Producers are dealing with American companies that don't want to buy Canadian hogs or meat products after years of doing business because they aren't sure how consumers will respond to such labels. The situation is squeezing the hope out of the Canadian industry, which exports much of what it produces to the United States.
"They cannot look forward to a rebound in their market," Rice said.
But as pork producers suffer through the downturn, more than 670 food banks across Canada hope to benefit from the swine cull.
The Canadian Association of Food Banks is working with the pork council to come up with a plan to distribute some of the meat to the 720,000 Canadians who depend on food banks each month.
"We are pleased that the government is allowing some of the product within this program to come to the food bank community," said Katharine Schmidt, executive director of the Canadian Association of Food Banks in Toronto. "We are working as hard as we can to see how much we can actually get into the hands of those who need it most.
"One of the food groups that food banks are always in need of is protein."

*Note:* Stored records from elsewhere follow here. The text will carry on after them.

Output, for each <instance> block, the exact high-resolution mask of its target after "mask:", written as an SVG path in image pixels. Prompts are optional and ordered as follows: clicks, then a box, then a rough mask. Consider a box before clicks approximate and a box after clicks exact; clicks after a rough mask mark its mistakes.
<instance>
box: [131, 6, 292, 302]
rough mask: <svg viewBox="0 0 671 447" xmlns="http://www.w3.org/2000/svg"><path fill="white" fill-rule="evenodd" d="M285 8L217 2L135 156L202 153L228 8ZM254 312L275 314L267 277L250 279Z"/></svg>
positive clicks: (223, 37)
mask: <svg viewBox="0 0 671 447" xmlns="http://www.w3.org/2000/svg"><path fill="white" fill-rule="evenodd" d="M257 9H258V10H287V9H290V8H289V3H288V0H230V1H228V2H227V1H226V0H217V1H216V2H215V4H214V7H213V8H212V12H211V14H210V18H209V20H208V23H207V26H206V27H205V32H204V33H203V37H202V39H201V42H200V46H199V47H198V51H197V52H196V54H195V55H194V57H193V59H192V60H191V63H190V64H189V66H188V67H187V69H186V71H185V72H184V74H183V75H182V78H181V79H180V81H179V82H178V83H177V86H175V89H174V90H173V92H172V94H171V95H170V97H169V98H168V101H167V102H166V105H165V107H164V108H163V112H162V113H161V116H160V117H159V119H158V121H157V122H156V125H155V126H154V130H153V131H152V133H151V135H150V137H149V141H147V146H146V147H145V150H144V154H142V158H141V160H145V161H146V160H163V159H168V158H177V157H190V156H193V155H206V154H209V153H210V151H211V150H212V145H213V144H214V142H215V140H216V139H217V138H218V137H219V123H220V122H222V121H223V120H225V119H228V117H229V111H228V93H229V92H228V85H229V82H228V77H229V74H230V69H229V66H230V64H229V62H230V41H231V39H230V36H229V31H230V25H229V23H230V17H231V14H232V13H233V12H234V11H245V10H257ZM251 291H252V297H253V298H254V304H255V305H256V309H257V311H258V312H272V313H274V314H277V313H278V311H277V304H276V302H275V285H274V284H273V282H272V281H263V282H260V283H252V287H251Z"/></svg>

A distribution plan is being organized by industry groups and food banks on a province-by-province basis, she added.
Federal Agriculture Minister Gary Ritz has said that Ottawa will help Canada's pork sector "bring itself in line with market realities." Ritz was not available for comment on Monday.
Clare Schlegel, a hog farmer near New Hamburg, Ont., said it is heartbreaking to risk losing a farm that he and his family have spent decades building up. But now there are factors such as the price of feed going up because of the expanding biofuel industry around the world.
Competition from cheaper imported pork is also trimming the meat from his bottom line.
"We wonder ourselves why prices aren't better," Schlegel said. "The market is the market, but still, in human terms, you want to see good food put to good use. In my 30 years, I never dreamed we would be at the point where we are."